Adam Gustine: Becoming a Just Church


Your first chapter, “Justice Isn’t an Outreach Strategy,” suggests some churches approach it that way. What has been your experience?

I think a lot of churches think about justice as a work of outreach and that justice works natural location is outside the church. So we might think about justice as an option for ways we might serve others and demonstrate the love of Jesus.

Practically one of the ways that I’ve seen this work then is that justice becomes optional for people depending on the issues or topics they are passionate about. That raises a key red flag in my mind. Justice often gets framed as issues that exist “out there” in the world and so the church goes out into the world to fight injustice. While that is certainly true, and certainly the case, I think there is something that we miss if we frame justice as outreach.

Throughout the Scriptures, it seems that God frames justice as an issue of faithfulness for the people of God. In other words, justice is about discipleship. There are countless examples of how God views the faithfulness of his people by virtue of their fidelity to justice. Being just is of primary concern for the people of God.

So it is not a problem if churches think about justice as something we deal with outside the walls of the church and if they try to understand how injustice impacts their neighbors (because it does and they should!), but I am concerned that we also learn to see justice as an issue of our discipleship. Because it is about the character of our life together that means that it implicates all of us whether or not we are passionate about particular issues that often get framed as justice oriented. It involves every person and it engages our entire way of life as the church.

What can pastors do to encourage their congregations to become a church that doesn’t distance themselves from their community?

I think this is one of the greatest challenges of pastoral leadership. It is so easy with all of the ways that we try to engage our communities to default to an us-vs.-them mentality. But the longer that I’ve been a part of the church and engaged in community development and justice related ministry I’ve become more and more convinced that this will ultimately keep us from developing meaningful relationships with our friends and neighbors.

I think one of the key ways that we deal with this issue is to begin with the language we use when we talk about our community. Our community is full of friends and neighbors, people with whom we share life and with whom our fortunes are bound up together. It makes me think about Jeremiah 29 and how the prophet says that if Babylon prospers Israel will prosper even when they are in exile. That is instructive to me because it indicates that the future prospects of Israel and Babylon are somehow tied together and that the work that God calls Israel to in Babylon of seeking peace doesn’t keep Babylon at a distance. In other words, it is not us-vs.-them, it is we. This idea is not new, but one of the key ways that we will start to bridge the divide between the congregation and the community is to see ourselves wrapped up together and to pursue authentic relationships with our neighbors that feel much more like family than some kind of missional target.
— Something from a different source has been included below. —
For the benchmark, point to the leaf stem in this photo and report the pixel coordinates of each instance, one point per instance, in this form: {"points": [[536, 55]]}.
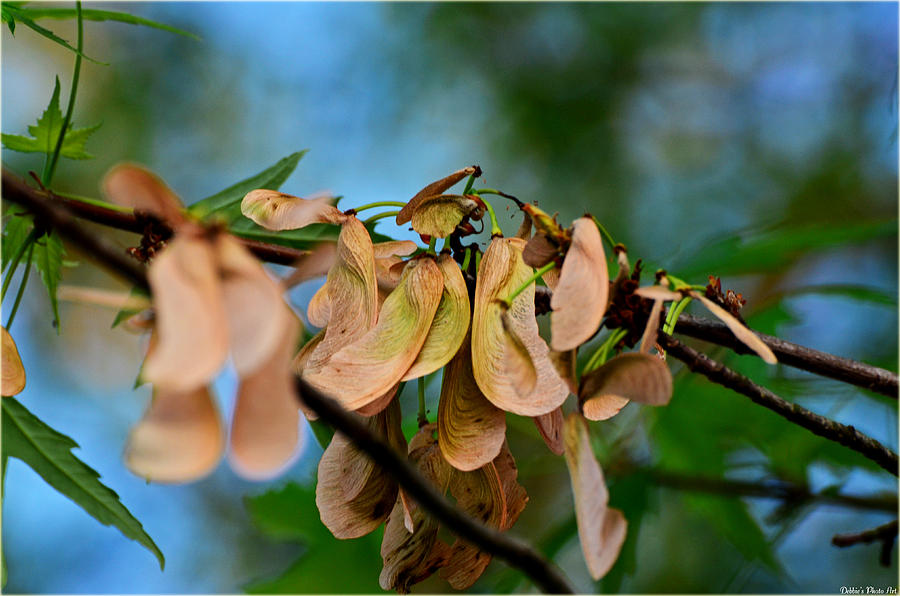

Practically, that might mean that we need to start engaging in the neighborhood where the neighborhood is already active. Rather than thinking that we need to start new programs, maybe we engage more proactively and intentionally in the work already happening in the neighborhood through local schools, community organizations, neighborhood associations and groups like this. One of the ways that we demonstrate that we care about our neighbors and the community that is possible is to care about the things that impact everyone and to participate in the things that others are leading.

Why was it important for you to write this book at this moment of time?

I am an idealist want to comes to the local church in that I believe that it is God’s primary instrument to give expression to the kingdom of God and to extend the shalom of God into the world. Sadly, many churches struggle to integrate justice and the pursuit of God’s shalom meaningfully into their vision for what it means to be the church. The work of being the church has to include the pursuit of shalom both in terms of how we live together as a body and also the way that our body participates in the world. Without that commitment to the pursuit of God shalom we will always fall short of what it means to be the church. Justice is a matter of becoming a particular type of people.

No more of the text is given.